|
|
- Binden en ontbinden
"Ik verzeker jullie: al wat jullie op aarde bindend
verklaren zal ook in de hemel bindend zijn, en al wat jullie
op aarde ontbinden zal ook in de hemel ontbonden zijn."
(Mt. 18, 18)
-
- Na de parabel van het verloren schaap, die Jezus beëindigde
met de woorden :"Zo is het ook bij jullie Vader in de
hemel: hij wil niet dat een van deze geringen verloren gaat"

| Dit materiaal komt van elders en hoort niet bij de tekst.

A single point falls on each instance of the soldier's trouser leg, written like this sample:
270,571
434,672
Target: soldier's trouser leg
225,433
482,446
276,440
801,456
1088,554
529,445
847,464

(Mt. 18, 14), staat hij nu stil bij de broer die verloren loopt,
die net gezondigd heeft.
-
|
Jezus toont aan hoe we moeten handelen om zo iemand terug
op de goede weg te brengen, diens vrijheid respecterend en zonder
zelf onze innerlijke vrede te verliezen indien hij vergeving
weigert en zich opsluit in zijn dooltocht. Daarop verbreedt Jezus
het perspectief en beweert, volgens Matteüs 18,18, dat alles
wat wij binden of ontbinden op aarde ook gebonden of ontbonden
zal zijn in de hemel. |
-
- 'Binden' en 'ontbinden' moeten we in hun positieve betekenis
nemen. Het gaat uiteraard niet over vastbinden, maar over verenigen,
over het aanknopen van levengevende relaties.
-
En over het verbreken van banden die ons afsluiten, en geenszins
over het beschadigen of kapotmaken van wat ons op een waardevolle
manier met elkaar verbindt. Daarbij mogen we niet voorbijgaan
aan de bekoring bij al wie een zekere macht heeft over anderen-
en dus ook bij de kerkelijke overheid - om mensen vast te binden,
om zware lasten vast te knopen op de schouders van de anderen.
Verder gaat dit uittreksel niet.